Related: Guide: Using Indeed.com Job Search

Tips for excelling in an entry-level job

Even if you have high career ambitions, you’ll assume an entry-level position when you enter the workforce. While many entry-level jobs have a low salary, you can enjoy a number of different benefits, including:

  • Accepting learning opportunities

  • Exploring all career paths

  • Taking initiative

Accept learning opportunities

As a beginner in your field, you should take your entry-level job as an opportunity to learn. This opportunity is valuable as it enables you to meet and learn from mid- and upper-level professionals with many years of experience. By observing these professionals, you’ll have a better understanding of the do’s and don’ts in your company and industry. You can ask them questions and gain knowledge and skills that can be useful in your career.

While working in an entry-level role, it can be helpful to network with fellow professionals in your field. Networking allows you to learn more about how others in the same position work in different companies or how current team members excel in their roles.
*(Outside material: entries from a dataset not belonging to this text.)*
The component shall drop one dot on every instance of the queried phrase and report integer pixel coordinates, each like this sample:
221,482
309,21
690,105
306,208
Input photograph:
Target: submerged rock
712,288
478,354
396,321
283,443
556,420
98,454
When you network, you can also build relationships that can help you excel in your career. 

Explore all career paths

As an entry-level employee, you’ll have the time to explore other opportunities in your industry. Many entry-level roles lead to different career paths, so it’s important to learn more about every aspect of your field to make an informed decision. You can ask to shadow other departments in your company to acquire information on a variety of roles and functions. Once you begin your path toward a certain career, you’ll develop a specific skill set relevant to that path. 

A mentor can serve as a guide as you explore different careers. In a mentorship, an experienced professional in your field can offer advice and help you make connections with prominent members of your field. A successful mentor will help you build a career path that can navigate you from an entry-level position to a higher role. Mentors can be employees in your current company, former managers from a part-time role or previous teachers or professors.

Take initiative

As an entry-level employee, you have the opportunity to make a good impression on your colleagues or managers from the beginning. By taking initiative and demonstrating a positive attitude, your manager may be more likely to remember you when a promotion opportunity arises.

To show you are dedicated to your role and the company, ask questions when you need clarification and take notes so you can recall responses when needed. You can ask for additional duties from your manager or coworkers if you finish your work to show you’re a valuable team member. Request feedback from your supervisor about your work to determine if there are areas you can improve in order to excel in your current role and as you progress in your career.